冬子は智子をトントンと揺さぶり、耳元で声をかけた。
「ママ、パパ、来たよ。殴るシーン撮るなら、今だよ!ママ!」
智子は迷惑そうにゆっくり瞳を開いた。
「パパ…、来てくれたの?ありがとう。」
「パパを殴るんでしょ…?」
「うん、パパ、こっちきて。」
智子は、仁志をベッドサイドへ呼び寄せると
細くなった腕で仁志の首元に絡みつき、か弱い力の限り、仁志を抱きしめた。
「仁志さん、これからは、浮気しちゃダメだよ?」
耳元で囁くと、仁志の頰をパシッと叩いた。
「智子…、ずっと裏切って、ごめん。俺、ずっと起業してみたくて、それを認めて貰えなくて、それで、子どもみたいに意地になってた。

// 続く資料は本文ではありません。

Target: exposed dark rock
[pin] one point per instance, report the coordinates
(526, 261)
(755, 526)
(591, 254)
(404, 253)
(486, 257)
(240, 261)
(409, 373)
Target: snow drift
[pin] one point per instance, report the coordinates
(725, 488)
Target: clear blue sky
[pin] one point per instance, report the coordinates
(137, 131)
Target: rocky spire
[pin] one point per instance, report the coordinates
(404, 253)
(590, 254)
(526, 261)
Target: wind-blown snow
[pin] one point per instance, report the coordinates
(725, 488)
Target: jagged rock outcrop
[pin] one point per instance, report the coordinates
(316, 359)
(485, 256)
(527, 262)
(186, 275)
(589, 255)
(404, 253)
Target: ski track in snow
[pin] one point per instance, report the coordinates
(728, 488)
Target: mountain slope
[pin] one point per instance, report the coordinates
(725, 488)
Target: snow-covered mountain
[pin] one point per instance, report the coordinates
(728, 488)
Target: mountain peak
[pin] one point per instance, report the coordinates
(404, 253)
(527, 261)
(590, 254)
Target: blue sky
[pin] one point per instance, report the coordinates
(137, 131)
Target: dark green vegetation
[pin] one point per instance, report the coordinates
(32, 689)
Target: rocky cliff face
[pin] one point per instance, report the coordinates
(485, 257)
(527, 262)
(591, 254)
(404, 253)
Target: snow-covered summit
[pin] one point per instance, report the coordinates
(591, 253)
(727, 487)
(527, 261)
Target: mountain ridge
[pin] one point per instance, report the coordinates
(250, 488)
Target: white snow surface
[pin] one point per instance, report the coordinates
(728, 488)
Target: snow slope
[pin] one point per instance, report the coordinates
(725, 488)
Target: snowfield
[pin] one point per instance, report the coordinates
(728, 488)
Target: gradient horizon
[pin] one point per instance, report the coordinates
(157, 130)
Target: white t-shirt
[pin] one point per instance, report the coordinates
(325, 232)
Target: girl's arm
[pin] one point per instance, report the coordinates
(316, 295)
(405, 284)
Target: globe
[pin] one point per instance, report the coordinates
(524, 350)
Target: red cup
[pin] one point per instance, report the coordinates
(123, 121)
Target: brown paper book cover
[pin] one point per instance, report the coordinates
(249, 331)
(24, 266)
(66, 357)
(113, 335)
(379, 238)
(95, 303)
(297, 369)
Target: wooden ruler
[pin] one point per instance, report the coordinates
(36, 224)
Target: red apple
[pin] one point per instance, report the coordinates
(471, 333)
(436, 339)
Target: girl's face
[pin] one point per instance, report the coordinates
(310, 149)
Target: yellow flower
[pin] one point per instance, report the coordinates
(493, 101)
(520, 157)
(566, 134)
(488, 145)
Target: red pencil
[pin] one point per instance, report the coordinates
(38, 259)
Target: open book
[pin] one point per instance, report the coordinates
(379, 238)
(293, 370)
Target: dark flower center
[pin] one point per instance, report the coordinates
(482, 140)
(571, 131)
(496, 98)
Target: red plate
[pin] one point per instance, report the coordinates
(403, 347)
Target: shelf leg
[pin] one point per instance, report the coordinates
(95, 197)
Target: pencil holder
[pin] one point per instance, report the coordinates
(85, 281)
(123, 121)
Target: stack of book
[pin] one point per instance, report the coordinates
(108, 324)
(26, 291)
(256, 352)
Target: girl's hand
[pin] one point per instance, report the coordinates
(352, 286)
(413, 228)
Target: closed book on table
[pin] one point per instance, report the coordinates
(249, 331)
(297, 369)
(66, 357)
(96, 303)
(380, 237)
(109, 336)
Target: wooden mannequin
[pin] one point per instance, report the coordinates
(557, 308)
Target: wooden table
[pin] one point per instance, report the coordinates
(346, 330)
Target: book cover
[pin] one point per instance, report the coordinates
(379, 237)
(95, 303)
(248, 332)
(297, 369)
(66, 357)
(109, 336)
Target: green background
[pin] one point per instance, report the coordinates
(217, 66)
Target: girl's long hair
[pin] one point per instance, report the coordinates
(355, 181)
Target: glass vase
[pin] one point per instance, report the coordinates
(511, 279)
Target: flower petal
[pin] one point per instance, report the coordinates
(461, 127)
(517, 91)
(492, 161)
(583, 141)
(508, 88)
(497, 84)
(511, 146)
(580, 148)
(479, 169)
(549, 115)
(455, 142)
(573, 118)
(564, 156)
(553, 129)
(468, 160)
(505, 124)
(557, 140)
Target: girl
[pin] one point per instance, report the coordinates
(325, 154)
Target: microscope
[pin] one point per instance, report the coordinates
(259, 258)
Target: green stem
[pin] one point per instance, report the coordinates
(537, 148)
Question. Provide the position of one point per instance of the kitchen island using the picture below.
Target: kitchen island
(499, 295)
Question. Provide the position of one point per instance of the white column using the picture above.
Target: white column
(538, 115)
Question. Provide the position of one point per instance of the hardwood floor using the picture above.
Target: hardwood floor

お前に何も話さないで、何もお前の事わかろうとしないで、何で俺は…、馬鹿だったよ…。
そんな俺だけど、お前はいつも迎え入れてくれて、、。今までありがとう。」
仁志は智子の手を握りながら、涙を流し訴えた。
「仁志さん…、いいの。私もね、あなたのやりたい事…分かってあげられなくてごめんね。
そう、、私の写真集、見てくれた?
結構…綺麗に撮れてるの。あなたにも、もっと自由にやれるように言えば良かったね…。
今まで、家族のために支えてくれて、いつでも飛んできてくれて、やっぱりあなたは優しいよ。ありがとう。」
智子は仁志の瞳を見つめ、頰を優しく撫でると再び目を閉じ、すやすやと寝息を立てた。
その翌日の日曜日、家族3人で病院へ向かう途中、美月はミモザの花束を見つけ駆け寄った。
「うーん、いい香り!これママにぴったり。買っていこう?」
確かに、春の訪れを感じさせる明るいイエローと爽やかな香りが、おっとりとして可憐な智子のイメージと調和していた。
仁志は智子の喜ぶ顔を想像しながら会計を済ませると、足早に病院へ向かった。
「おはよーママ!」
智子は静かに眠っている様子だ。
「ママ見て、これ、ミモザだよ!病院に来る途中見つけてね、ママにぴったりだと思って買ってきたの。いい匂いだよ、かいでみて!」
ミモザの花束をそっと智子の鼻元に近付けると、智子の広角が少しだけ上がったのが分かり、美月は安堵した。
「お姉ちゃん、花瓶変えよ!」
美月は古くなった花を指さし、姉に指示を出した。
美月もだいぶしっかりしてきたな、と仁志は感心する。
「お姉ちゃん、ママ、ミモザの香り嗅いで笑ってたね!」
美月は給湯室で花瓶に新しい水を入れながら、鼻声で姉に笑顔を向けた。
「うん、美月の選んだお花、ママ嬉しそうだったね!美月、ナイスチョイスだよ!」
冬子は美月の頭をわしゃわしゃと撫でると、肩を抱き寄せ、美月の頭に頰をこすりつけた。
「パパ、ママ、ジャーン!美月が活けたの!綺麗でしょ?」
病室のドアを開けると、涙を流しこちらを見つめる仁志と目が合った。
「ママ、呼吸が止まったみたいだ…。」
夫婦水入らずのその時、美月の成長までしっかりと見届けた智子は、静かに息を引き取った。